Why Did You Write... Crawl?
Why Did You Write… Crawl?
This one comes from a very vivid memory of my childhood. I should say a collection of memories, really. Whether this was a combination of nightmares and imagination I don’t know, but it has stayed with me all this time. I reasoned that if it was enough to unsettle me, then perhaps it might unsettle others, too (share the love and all that.)
I used to share a room with two of my sisters. The breast of the chimney ran up through this room. It was painted white, in keeping with the rest of the walls. Being the youngest child, it was often the case that I was alone in this room while my sisters were out at night. It might even have been the case that they had left home, and I had a room to myself.
I woke in the early hours once, to see (or I thought I saw) a white shape hovering at the top of this chimney breast. My bed lay parallel to the breast, immediately in front of it. As I looked on in horror, this white shape slid down the length of the chimney breast until it drew level with the foot of my bed, when it raced up the length of my body to hover over me. At least, I imagined it did. By this point, I was cowering under my candlewick bed cover (it was the late 70’s/early 80’s) and holding my breath, willing whatever it was to go and leave me alone.
It felt as if I hid beneath those covers for an age. The air grew hot and dry from my fevered breath. When I could stand it no longer, I drew the covers back for a breath of cooler air, to find I was, thankfully, alone in the room.
In Crawl I also added another weird element from my childhood. We lived in an old council house. In the spring and summer months, we could hear an odd ticking sound coming from within the walls. Seeing it frightened me, (I have mention before what an overactive imagination I had as a child) my mother would reassure me that it was “just the tick beetle in the walls.”
Beetle or not, this fed into my imagination mightily. I didn’t really find her explanation very satisfactory*, though I never said as much. I borrowed this memory from my childhood to use in Crawl. I have probably used it in other stories too. This is what I mean when I say that writing has a cathartic, even therapeutic element to it. If you can get it down on paper, you are also getting it out of your head. Of course, that you have had first-hand experience – real or imagined – of these things makes it so much easier to write about, too.

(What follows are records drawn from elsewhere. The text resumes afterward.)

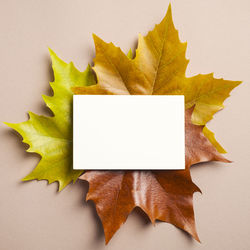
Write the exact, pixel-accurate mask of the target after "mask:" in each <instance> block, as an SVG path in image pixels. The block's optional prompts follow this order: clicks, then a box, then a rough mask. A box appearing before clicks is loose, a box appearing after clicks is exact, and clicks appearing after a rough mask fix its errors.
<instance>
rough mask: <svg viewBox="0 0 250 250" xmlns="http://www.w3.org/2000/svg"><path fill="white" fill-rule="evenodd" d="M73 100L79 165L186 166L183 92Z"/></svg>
mask: <svg viewBox="0 0 250 250" xmlns="http://www.w3.org/2000/svg"><path fill="white" fill-rule="evenodd" d="M73 100H74V101H73V117H74V121H73V134H74V138H73V168H74V169H86V170H89V169H185V134H184V133H185V132H184V130H185V121H184V106H185V105H184V96H183V95H182V96H181V95H179V96H170V95H169V96H166V95H165V96H142V95H141V96H140V95H137V96H135V95H119V96H118V95H117V96H115V95H75V96H74V98H73Z"/></svg>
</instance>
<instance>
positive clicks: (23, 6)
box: [0, 0, 250, 250]
mask: <svg viewBox="0 0 250 250" xmlns="http://www.w3.org/2000/svg"><path fill="white" fill-rule="evenodd" d="M168 3H169V2H168V1H166V0H153V1H146V0H140V1H139V0H133V1H132V0H131V1H125V0H113V1H112V0H105V1H101V0H99V1H97V0H68V1H67V0H63V1H62V0H60V1H59V0H58V1H55V0H42V1H34V0H33V1H32V0H30V1H27V0H22V1H20V0H8V1H7V0H6V1H4V0H0V30H1V32H0V45H1V46H0V81H1V84H0V87H1V90H0V94H1V97H0V119H1V121H9V122H21V121H24V120H26V119H27V111H29V110H31V111H33V112H36V113H39V114H47V111H46V109H45V106H44V104H43V103H42V98H41V94H49V93H50V91H49V87H48V82H49V81H50V80H52V79H53V77H52V72H51V65H50V59H49V55H48V50H47V46H50V47H51V48H52V49H54V50H55V51H56V52H57V53H58V55H59V56H60V57H62V58H63V59H64V60H66V61H68V62H69V61H71V60H72V61H74V62H75V64H76V66H77V67H78V68H79V69H81V70H83V69H84V68H85V67H86V65H87V63H88V62H91V61H92V59H93V56H94V46H93V42H92V37H91V33H92V32H94V33H96V34H98V35H99V36H101V37H102V38H103V39H104V40H106V41H113V42H114V43H115V44H116V45H119V46H121V48H122V49H123V50H124V51H125V52H127V51H128V49H129V48H130V47H134V46H135V44H136V38H137V34H138V32H142V33H143V34H146V32H147V31H148V30H149V29H152V28H153V25H154V24H155V23H158V22H159V21H160V20H161V19H162V18H163V16H164V14H165V12H166V10H167V7H168ZM172 8H173V15H174V22H175V24H176V27H177V28H178V30H179V31H180V37H181V40H182V41H188V50H187V57H188V58H189V59H190V60H191V61H190V64H189V66H188V72H187V75H188V76H191V75H194V74H198V73H209V72H215V76H216V77H224V78H225V79H232V80H243V81H244V83H243V84H242V85H241V86H240V87H238V88H237V89H236V90H235V91H233V93H232V96H231V97H230V98H229V99H228V100H227V101H226V108H225V109H224V110H223V111H222V112H219V113H218V114H217V115H216V116H215V119H214V120H213V121H212V122H210V124H209V128H211V129H212V130H214V131H215V132H216V135H217V138H218V140H219V141H220V142H221V143H222V145H224V147H225V148H226V149H227V150H228V152H229V153H228V155H227V157H228V158H229V159H231V160H233V161H234V163H232V164H230V165H226V164H222V163H209V164H202V165H200V166H197V167H194V168H192V177H193V180H194V181H195V183H196V184H198V186H199V187H200V188H201V189H202V191H203V194H202V195H201V194H198V193H197V194H195V195H194V206H195V212H196V221H197V229H198V232H199V236H200V238H201V241H202V244H199V243H197V242H195V241H194V240H192V239H190V238H189V237H188V236H187V235H186V234H185V233H183V232H182V231H180V230H178V229H176V228H175V227H174V226H172V225H169V224H166V223H157V225H156V226H155V227H153V226H152V225H151V224H150V223H148V220H147V219H146V218H144V217H143V216H142V215H141V214H140V213H138V212H133V213H132V214H131V215H130V216H129V218H128V220H127V222H126V224H125V225H124V226H123V227H122V228H121V229H120V230H119V231H118V232H117V233H116V235H115V236H114V237H113V239H112V240H111V242H110V243H109V245H108V246H106V247H105V245H104V238H103V230H102V227H101V224H100V221H99V219H98V218H97V216H96V214H95V210H94V206H93V204H91V203H85V202H84V198H85V194H86V191H87V188H88V186H87V184H86V183H83V182H80V181H79V182H77V183H76V184H75V185H72V186H69V187H67V188H66V189H65V190H64V191H63V192H61V193H57V192H56V190H57V185H56V184H52V185H47V182H46V181H40V182H37V181H32V182H28V183H21V182H20V179H21V178H22V177H24V176H25V175H26V174H28V172H29V171H31V169H32V168H34V167H35V165H36V163H37V161H38V158H37V157H36V156H34V155H29V154H28V153H25V152H24V146H23V145H22V143H21V140H20V139H19V138H18V137H17V136H15V134H14V133H13V132H11V131H10V130H9V129H8V128H7V127H6V126H4V125H2V123H1V125H0V126H1V127H0V129H1V131H0V133H1V134H0V136H1V139H0V154H1V161H0V165H1V167H0V176H1V177H0V178H1V180H0V249H1V250H16V249H18V250H29V249H30V250H44V249H46V250H52V249H55V250H64V249H65V250H68V249H71V250H83V249H87V250H100V249H109V250H111V249H112V250H114V249H116V250H117V249H144V250H149V249H150V250H151V249H157V250H161V249H169V250H175V249H187V250H190V249H192V250H194V249H202V250H205V249H206V250H211V249H213V250H221V249H229V250H231V249H232V250H234V249H240V250H247V249H250V237H249V233H250V223H249V222H250V181H249V176H250V152H249V149H250V131H249V128H250V117H249V111H250V105H249V103H250V86H249V84H250V82H249V81H250V64H249V62H250V58H249V55H250V50H249V45H250V34H249V31H250V29H249V27H250V23H249V15H250V1H249V0H238V1H235V0H223V1H222V0H221V1H220V0H209V1H204V0H178V1H177V0H176V1H172Z"/></svg>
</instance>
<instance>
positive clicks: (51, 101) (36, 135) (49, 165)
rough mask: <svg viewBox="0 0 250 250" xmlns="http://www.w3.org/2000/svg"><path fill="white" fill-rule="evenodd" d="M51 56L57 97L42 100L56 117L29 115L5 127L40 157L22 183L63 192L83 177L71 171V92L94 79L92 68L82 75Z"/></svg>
mask: <svg viewBox="0 0 250 250" xmlns="http://www.w3.org/2000/svg"><path fill="white" fill-rule="evenodd" d="M50 54H51V59H52V66H53V70H54V78H55V80H54V82H52V83H51V84H50V85H51V87H52V89H53V92H54V95H53V96H43V99H44V101H45V103H46V105H47V106H48V107H49V108H50V110H51V111H52V112H53V114H54V116H53V117H47V116H39V115H36V114H34V113H31V112H29V117H30V119H29V120H28V121H25V122H21V123H18V124H12V123H6V124H7V125H8V126H10V127H11V128H13V129H14V130H16V131H17V132H18V133H19V134H20V135H21V136H22V137H23V142H24V143H27V144H28V145H29V146H30V147H29V149H28V150H27V151H28V152H32V153H37V154H39V155H40V156H41V160H40V162H39V164H38V165H37V166H36V168H35V169H34V170H33V171H32V172H31V173H30V174H28V175H27V176H26V177H25V178H24V179H23V180H24V181H28V180H34V179H37V180H48V182H49V183H51V182H55V181H57V182H58V183H59V190H61V189H63V188H64V187H65V186H66V185H67V184H69V183H70V182H71V181H73V182H75V181H76V180H77V179H78V177H79V176H80V175H81V174H82V171H79V170H73V167H72V102H73V101H72V100H73V92H72V90H71V88H72V87H74V86H85V85H86V86H87V85H90V84H93V83H95V78H94V75H93V73H92V70H91V68H90V66H88V67H87V69H86V70H85V71H84V72H79V71H78V70H77V69H76V68H75V67H74V65H73V63H70V64H66V63H65V62H63V61H62V60H60V59H59V58H58V57H57V56H56V54H55V53H54V52H53V51H50Z"/></svg>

I am not saying for one minute that any of these supernatural things happened to me. I am only saying that as a child, I believed they did. The memory of the fear and dread these things evoked in me is what has stayed into adulthood, and it is that which feeds into my writing.
*An interesting little footnote to the ‘tick beetle’ story. There is indeed a wood-boring beetle that inhabits old buildings. The ‘ticking’ noise is the sound it makes to attract mates. However, it does not go by the name ‘tick beetle’ but by the rather more disconcerting title of ‘Deathwatch Beetle.’ My mum, no doubt knowing what an overly-sensitive, highly imaginative and somewhat nervous child she had on her hands, refrained from giving me this name, for obvious reasons. Thanks mum!